Enhancement of human B cell proliferation and differentiation by tumor necrosis factor-α and interleukin 1¹

The role of tumor necrosis factor-α (TNF-α) in human B cell responses was examined and compared with that of interleukin (IL) 1 by assessing the ability of each cytokine to support proliferation and differentiation. Recombinant TNF-α (rTNF-α) and recombinant IL-1 (rIL-1) each enhanced the generation of immunoglobulin-secreting cells (ISC) in cultures of pokeweed mitogen-stimulated B cells incubated with T cells. To examine the direct effect of rTNF-α and rIL-1 on the responding B cell, highly purified peripheral blood B cells were stimulated with Cowan I staphylococcus aureus (SA). In the absence of T cell factors, proliferation was minimal and there was no generation of ISC. Recombinant IL-2 (rIL-2) supported both responses. Although rTNF-α alone did not support SA-stimulated generation of ISC, it did increase SA-stimulated B cell DNA synthesis by two- to eightfold. In addition, rTNF-α augmented B cell proliferation in rIL-2 supported SA-stimulated cultures. Moreover, rTNF-α enhanced the generation of ISC stimulated by rIL-2 alone or rIL-2 and SA. rIL-1 also augmented DNA synthesis and generation of ISC by B cells stimulated with SA and rIL-2. However, rTNF-α enhanced proliferation and ISC generation in SA + rIL-2 stimulated cultures even when they were supplemented with saturating concentrations of rIL-1. Utilizing a two-stage culture system, it was found that the major effect of rTNF-α was to enhance responsiveness of SA-activated B cells to rIL-2, whereas it exerted only a minimal effect during initial stimulation. These results indicate that TNF-α as well as IL-1 augment B cell responsiveness.
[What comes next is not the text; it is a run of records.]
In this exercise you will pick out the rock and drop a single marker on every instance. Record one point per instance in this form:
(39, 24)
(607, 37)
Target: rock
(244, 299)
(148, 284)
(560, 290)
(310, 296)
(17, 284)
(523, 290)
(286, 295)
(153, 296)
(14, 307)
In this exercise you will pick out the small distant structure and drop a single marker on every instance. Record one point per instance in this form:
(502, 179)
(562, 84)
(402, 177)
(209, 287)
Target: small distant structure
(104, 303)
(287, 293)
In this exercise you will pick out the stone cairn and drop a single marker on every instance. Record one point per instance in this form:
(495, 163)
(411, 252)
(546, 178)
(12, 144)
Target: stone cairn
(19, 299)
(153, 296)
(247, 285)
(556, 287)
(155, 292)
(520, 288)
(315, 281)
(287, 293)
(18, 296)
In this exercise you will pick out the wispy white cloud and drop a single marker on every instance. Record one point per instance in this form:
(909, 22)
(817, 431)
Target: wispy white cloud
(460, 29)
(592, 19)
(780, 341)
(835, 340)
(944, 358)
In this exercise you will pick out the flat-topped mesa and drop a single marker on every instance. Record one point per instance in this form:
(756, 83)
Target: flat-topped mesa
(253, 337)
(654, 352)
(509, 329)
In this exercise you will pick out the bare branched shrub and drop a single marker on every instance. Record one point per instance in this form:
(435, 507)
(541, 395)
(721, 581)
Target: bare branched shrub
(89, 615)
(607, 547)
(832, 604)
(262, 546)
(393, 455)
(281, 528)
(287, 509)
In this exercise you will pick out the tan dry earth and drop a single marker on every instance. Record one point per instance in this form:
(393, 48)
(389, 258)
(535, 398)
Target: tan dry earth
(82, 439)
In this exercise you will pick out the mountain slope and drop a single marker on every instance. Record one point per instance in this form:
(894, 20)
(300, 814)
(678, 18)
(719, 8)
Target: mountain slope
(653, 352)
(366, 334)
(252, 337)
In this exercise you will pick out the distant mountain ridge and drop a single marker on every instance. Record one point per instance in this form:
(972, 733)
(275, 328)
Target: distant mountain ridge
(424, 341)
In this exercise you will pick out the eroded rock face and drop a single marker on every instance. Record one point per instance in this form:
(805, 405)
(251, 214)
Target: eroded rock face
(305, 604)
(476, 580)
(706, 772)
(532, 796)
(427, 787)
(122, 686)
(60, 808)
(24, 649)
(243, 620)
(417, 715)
Morever, the ability of rTNF-α to enhance B cell responsiveness was not an indirect effect resulting from the induction of IL-1 production by contaminating monocytes, but rather resulted from the delivery of a signal by rTNF-α directly to the responding B cell that promoted both proliferation and differentiation after initial activation. The data therefore indicate that human B cell responsiveness can be independently regulated by the action of two separate monocyte-derived cytokines.